What kind of a plant are hops?
Humulus lupulus is a dioecious plant, meaning that there are male and female plants. Only female flowers are used in brewing. The hop plant produces cones (or strobiles) that contain resins and oils that provide bitterness, flavor, and aroma to beer.
How do hops affect beer?
Hops are divided into two main categories: bittering hops and aroma hops. Bittering hops are added early in the brewing process to provide bitterness, while aroma hops are added later to provide flavor and aroma.
Hops add bitterness to beer by providing alpha acids.

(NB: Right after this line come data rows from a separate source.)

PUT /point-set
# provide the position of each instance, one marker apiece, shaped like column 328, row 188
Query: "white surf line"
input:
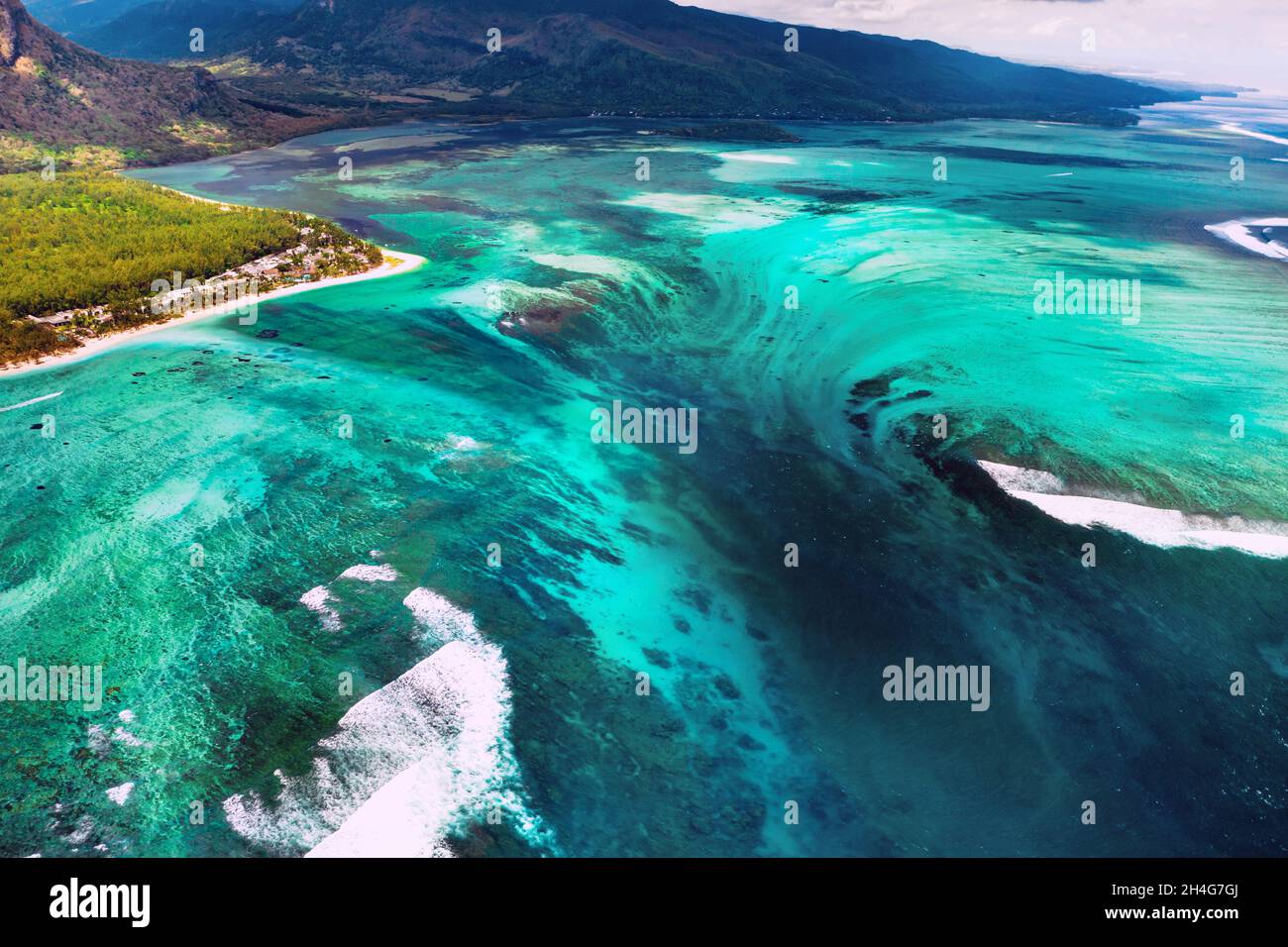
column 1155, row 526
column 1236, row 131
column 33, row 401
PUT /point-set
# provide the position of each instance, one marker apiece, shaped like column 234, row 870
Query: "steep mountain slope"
column 56, row 95
column 652, row 56
column 160, row 30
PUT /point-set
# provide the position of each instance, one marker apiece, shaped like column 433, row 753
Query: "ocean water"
column 429, row 637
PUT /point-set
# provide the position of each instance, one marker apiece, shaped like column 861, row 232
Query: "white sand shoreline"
column 394, row 262
column 1153, row 525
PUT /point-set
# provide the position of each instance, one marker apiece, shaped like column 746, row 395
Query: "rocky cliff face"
column 55, row 94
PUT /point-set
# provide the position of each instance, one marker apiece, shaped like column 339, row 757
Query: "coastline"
column 394, row 262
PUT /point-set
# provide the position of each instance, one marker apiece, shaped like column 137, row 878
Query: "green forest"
column 91, row 239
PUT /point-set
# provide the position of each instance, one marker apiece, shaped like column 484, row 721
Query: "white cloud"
column 1219, row 42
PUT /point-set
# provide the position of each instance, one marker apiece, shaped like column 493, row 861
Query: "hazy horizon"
column 1241, row 43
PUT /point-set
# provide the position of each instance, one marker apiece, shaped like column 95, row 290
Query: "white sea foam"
column 1241, row 234
column 758, row 158
column 713, row 213
column 408, row 763
column 1155, row 526
column 317, row 599
column 30, row 401
column 382, row 573
column 439, row 618
column 1235, row 129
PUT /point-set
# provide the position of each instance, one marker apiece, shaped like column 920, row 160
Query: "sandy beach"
column 394, row 263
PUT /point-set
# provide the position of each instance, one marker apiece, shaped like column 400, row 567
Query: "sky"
column 1223, row 42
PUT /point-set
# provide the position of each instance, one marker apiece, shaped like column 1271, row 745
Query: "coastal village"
column 323, row 252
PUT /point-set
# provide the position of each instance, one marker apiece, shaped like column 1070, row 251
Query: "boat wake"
column 1256, row 236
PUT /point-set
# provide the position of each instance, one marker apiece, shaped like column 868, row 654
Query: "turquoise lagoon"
column 347, row 671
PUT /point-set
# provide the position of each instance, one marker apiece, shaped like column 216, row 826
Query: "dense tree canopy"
column 90, row 239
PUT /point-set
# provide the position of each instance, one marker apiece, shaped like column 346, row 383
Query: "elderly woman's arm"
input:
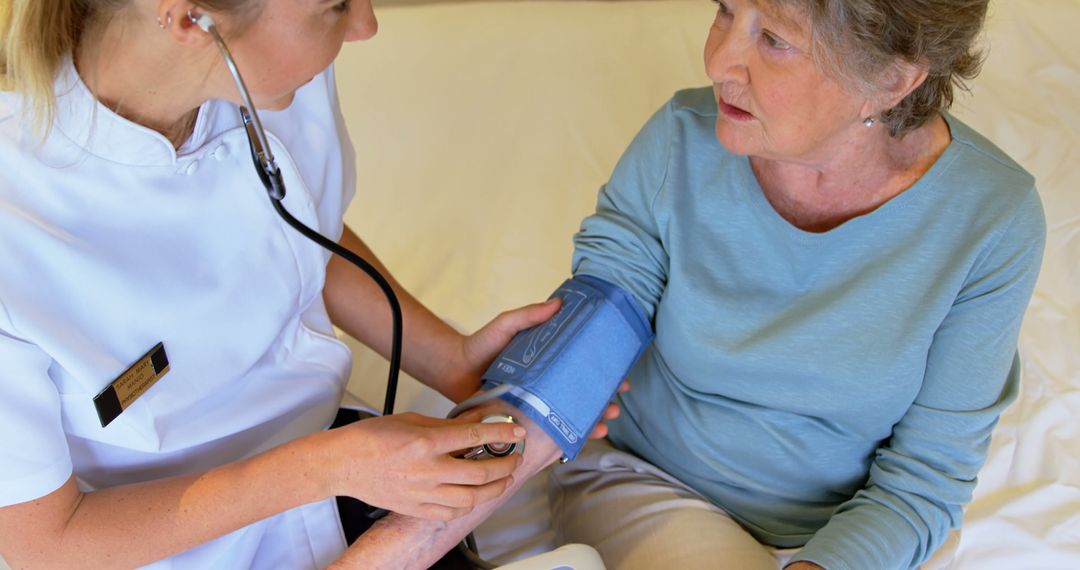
column 922, row 476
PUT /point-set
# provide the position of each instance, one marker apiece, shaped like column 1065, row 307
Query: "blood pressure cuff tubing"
column 564, row 372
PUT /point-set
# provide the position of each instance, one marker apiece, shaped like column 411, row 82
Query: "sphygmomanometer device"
column 497, row 449
column 563, row 374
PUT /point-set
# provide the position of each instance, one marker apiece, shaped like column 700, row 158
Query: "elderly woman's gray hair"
column 859, row 40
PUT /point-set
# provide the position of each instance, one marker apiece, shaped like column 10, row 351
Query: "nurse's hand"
column 475, row 352
column 403, row 463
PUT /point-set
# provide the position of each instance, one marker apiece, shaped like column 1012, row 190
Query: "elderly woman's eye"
column 775, row 42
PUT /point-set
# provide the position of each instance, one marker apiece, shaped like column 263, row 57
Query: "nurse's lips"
column 733, row 112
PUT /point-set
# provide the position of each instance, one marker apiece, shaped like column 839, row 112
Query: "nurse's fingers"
column 455, row 437
column 480, row 472
column 457, row 500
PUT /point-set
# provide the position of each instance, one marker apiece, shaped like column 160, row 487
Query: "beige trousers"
column 640, row 518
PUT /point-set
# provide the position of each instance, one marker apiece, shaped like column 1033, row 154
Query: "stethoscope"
column 270, row 175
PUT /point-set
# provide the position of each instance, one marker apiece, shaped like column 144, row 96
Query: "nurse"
column 167, row 360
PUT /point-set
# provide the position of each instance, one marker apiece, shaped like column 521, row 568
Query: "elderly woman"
column 836, row 270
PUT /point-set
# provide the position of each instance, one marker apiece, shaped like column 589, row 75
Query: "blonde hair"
column 37, row 36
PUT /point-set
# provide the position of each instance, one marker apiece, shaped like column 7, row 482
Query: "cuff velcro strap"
column 564, row 372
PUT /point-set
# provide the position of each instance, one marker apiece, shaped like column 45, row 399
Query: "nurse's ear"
column 178, row 19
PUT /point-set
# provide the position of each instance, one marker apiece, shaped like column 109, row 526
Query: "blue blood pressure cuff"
column 563, row 374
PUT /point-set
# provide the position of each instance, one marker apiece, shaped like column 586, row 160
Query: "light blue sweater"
column 835, row 390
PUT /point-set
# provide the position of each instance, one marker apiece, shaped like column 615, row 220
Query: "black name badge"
column 130, row 385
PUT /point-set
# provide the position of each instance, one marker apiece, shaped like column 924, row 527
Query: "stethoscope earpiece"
column 205, row 22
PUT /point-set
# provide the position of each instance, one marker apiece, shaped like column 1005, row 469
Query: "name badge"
column 130, row 385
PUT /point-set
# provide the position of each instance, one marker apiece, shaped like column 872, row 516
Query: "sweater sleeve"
column 925, row 474
column 621, row 241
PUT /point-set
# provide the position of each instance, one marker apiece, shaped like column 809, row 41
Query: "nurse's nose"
column 362, row 22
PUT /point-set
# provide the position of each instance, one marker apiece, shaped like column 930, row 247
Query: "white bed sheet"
column 484, row 131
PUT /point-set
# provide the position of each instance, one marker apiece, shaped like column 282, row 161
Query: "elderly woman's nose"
column 725, row 58
column 362, row 22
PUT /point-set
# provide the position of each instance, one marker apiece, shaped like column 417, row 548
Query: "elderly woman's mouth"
column 733, row 112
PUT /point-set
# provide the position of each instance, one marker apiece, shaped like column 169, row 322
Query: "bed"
column 484, row 130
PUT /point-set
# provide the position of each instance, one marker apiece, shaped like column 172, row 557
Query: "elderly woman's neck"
column 820, row 194
column 138, row 73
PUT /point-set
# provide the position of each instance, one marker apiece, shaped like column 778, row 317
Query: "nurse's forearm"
column 359, row 307
column 134, row 525
column 400, row 542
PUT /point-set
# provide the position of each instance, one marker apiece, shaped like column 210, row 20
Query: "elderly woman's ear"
column 898, row 82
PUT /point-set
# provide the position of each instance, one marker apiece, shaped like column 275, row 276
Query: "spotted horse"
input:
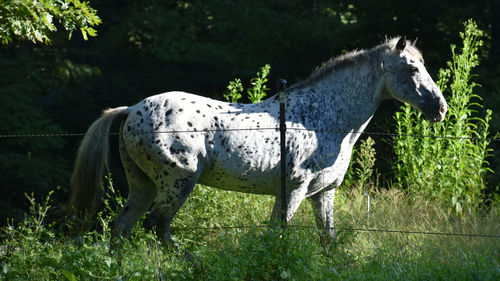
column 171, row 141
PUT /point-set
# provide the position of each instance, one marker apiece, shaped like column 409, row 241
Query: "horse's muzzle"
column 437, row 115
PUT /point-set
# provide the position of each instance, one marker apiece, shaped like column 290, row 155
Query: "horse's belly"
column 249, row 181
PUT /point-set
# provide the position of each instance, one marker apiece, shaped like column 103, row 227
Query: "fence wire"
column 373, row 133
column 357, row 229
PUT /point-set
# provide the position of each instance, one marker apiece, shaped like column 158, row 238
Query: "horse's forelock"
column 410, row 47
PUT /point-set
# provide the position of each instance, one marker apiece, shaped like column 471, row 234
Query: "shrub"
column 448, row 161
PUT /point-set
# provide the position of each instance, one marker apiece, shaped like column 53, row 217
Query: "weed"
column 451, row 168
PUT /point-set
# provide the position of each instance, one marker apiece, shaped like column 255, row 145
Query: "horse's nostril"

These acids isomerize in the boil to form iso-alpha acids, which are responsible for the perceived bitterness in beer. Hops also provide essential oils, which contribute to the flavor and aroma of beer.
The bitterness of hops is measured in bitterness units (or BU). One BU is equivalent to one part per million (ppm) of iso-alpha acid in wort or beer. The percentage of alpha acids in a hop variety is typically between 4% and 6%.